Many people think fasting is simply not eating food, but keeping a fast is much more than that. Fasting is abstaining from eating, drinking, sexual relations, and doing actions and things that are Islamically forbidden (stealing or cheating, for example).
Why do Muslims fast during Ramadan?
Fasting during Ramadan is, as stated above, a mandatory worship made obligatory by Allah. Thus, a Muslim’s first and foremost intention when fasting is to please and to worship Allah.

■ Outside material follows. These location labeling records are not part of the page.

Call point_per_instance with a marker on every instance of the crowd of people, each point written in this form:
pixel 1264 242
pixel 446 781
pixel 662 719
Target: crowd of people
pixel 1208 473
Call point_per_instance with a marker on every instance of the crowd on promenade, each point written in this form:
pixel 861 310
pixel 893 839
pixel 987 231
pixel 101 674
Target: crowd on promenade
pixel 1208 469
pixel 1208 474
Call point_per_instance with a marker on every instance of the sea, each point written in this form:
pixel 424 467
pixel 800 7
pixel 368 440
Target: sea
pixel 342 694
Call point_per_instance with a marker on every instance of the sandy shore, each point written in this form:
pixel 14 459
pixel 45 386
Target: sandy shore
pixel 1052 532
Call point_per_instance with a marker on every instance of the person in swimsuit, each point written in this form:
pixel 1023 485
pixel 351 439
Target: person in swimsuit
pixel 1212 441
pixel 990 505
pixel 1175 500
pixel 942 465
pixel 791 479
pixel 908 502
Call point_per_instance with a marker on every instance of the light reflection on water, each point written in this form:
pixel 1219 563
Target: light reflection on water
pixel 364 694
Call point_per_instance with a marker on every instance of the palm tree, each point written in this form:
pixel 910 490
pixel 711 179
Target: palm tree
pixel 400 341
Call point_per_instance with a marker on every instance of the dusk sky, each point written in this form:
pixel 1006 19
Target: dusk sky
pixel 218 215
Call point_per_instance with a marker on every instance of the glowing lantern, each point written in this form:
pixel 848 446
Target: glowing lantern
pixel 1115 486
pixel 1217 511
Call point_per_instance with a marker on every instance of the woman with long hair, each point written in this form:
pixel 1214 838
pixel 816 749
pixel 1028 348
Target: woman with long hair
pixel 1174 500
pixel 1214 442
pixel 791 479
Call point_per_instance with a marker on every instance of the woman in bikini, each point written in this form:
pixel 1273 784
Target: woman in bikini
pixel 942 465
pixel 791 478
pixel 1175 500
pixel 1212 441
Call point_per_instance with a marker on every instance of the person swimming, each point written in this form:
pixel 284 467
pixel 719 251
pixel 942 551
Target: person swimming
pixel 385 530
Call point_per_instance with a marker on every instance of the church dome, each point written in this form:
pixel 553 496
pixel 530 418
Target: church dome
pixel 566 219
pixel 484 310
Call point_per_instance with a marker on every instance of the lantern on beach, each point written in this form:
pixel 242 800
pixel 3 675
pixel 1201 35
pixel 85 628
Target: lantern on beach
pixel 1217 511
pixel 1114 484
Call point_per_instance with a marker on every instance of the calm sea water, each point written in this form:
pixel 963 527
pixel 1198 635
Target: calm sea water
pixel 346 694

All Muslims keep fasts in Ramadan, with the exception of those too young, those too weak physically and mentally, and those who are very sick. Fasting is not an obligation if it can have a harmful effect on your physical or mental health.
The Last Ten Days
The last ten days of Ramadan are very blessed, as the Night of Power, referred to as Laylat Al-Qadr is in these last ten days.
On the Night of Power, the first ayat (verses) of the Qur’an were revealed to Prophet Muhammad, peace and blessing be upon him, which is why this night is so blessed and important. People do not know exactly when the Night of Power is, but they know that it is in the last ten days of Ramadan.
Eid Al-Fitr is the day marks the end of Ramadan and the first day of the Shawwal, the month after Ramadan. On this day, Muslims do not fast and instead celebrate the conclusion of the sacred month.